It’s bad news for people for whom fiercely contested courtroom battles are a favorite form of free entertainment. A trial would have featured some of North Carolina’s most skilled, experienced and – particularly in the case of Dan Boyce’s father, Eugene Boyce – colorful attorneys going toe-to-toe over complex issues of First Amendment law.

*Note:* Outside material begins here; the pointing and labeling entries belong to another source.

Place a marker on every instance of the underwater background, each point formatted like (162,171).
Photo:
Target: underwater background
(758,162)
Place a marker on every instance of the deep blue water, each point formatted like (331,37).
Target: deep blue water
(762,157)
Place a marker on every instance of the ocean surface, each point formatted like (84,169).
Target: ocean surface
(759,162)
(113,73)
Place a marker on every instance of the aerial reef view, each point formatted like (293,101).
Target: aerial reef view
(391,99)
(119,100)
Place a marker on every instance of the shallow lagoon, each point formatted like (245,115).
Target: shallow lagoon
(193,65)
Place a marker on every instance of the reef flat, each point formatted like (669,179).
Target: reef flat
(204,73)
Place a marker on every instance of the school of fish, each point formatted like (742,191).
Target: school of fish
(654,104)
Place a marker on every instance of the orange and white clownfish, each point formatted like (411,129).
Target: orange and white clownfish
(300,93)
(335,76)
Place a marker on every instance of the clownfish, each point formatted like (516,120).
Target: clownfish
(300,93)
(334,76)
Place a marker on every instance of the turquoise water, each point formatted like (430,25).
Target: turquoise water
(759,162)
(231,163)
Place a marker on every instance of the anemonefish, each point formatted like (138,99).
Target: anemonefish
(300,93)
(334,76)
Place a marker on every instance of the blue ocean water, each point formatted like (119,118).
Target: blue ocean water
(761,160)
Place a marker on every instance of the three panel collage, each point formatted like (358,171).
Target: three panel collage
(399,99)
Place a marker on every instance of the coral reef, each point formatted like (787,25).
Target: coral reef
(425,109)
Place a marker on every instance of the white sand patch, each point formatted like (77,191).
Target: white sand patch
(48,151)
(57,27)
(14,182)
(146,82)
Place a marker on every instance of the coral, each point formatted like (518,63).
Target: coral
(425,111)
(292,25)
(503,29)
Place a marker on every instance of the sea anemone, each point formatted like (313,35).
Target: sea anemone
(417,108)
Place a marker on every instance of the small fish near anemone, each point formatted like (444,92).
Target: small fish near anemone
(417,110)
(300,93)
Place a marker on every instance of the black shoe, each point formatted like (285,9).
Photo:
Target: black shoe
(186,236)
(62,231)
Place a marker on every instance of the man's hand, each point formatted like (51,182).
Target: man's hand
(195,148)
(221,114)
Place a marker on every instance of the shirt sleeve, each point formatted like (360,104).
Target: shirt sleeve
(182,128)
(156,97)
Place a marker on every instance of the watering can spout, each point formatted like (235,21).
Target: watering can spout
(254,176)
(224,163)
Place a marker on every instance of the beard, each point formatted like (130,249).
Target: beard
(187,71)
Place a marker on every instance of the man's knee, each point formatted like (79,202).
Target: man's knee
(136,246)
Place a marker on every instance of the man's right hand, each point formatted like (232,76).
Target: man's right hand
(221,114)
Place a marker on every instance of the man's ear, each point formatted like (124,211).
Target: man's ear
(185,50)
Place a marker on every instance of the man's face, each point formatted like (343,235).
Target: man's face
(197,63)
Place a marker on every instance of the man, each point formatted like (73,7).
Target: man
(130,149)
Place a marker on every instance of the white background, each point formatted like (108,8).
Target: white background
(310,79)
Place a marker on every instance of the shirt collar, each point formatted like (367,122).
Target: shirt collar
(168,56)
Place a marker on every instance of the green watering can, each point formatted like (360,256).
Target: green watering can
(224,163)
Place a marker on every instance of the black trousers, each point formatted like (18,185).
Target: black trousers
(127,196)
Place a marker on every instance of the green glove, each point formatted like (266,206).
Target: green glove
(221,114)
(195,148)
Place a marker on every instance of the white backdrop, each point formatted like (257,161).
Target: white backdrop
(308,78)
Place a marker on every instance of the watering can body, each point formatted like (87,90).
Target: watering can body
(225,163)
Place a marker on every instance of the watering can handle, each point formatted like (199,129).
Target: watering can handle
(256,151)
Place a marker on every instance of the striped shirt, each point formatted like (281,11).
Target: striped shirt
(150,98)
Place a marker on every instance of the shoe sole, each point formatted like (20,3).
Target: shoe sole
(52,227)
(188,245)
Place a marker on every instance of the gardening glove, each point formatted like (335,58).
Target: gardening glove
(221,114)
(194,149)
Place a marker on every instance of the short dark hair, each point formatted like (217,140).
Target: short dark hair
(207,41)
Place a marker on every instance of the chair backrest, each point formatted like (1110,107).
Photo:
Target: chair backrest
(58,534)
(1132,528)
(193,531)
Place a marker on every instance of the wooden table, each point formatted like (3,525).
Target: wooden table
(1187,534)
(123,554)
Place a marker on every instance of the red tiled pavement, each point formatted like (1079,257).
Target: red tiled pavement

Finally, the settlement also is bad news for the state of libel law in North Carolina, because it forever forecloses any opportunity for the North Carolina Supreme Court to repudiate and correct an egregiously wrong decision by a panel of the state’s Court of Appeals in 2002. That decision, which misinterpreted and misapplied well-settled principles of North Carolina defamation law, overruled a trial judge’s dismissal of the Boyce v. Cooper case and set it on the tortuous, expensive and needless journey that finally ended with the unexpected settlement. It also injected uncertainty and confusion into the field of North Carolina libel law, which already was arcane and complex and did not need additional the additional aggravation provided by the panel’s wrong-headed opinion. Despite widespread criticism of the decision at the time, the state’s highest court declined to review and correct it then, and has now lost forever the chance to do so. Thus, as I wrote ten years ago, in the North Carolina Law Review, the Court of Appeals’ opinion
. . . promises to become a peculiarly dangerous specimen of legal jetsam, cast adrift on the sea of the law and presenting serious hazards for judges and litigants who attempt to navigate the already confounding currents of North Carolina defamation law.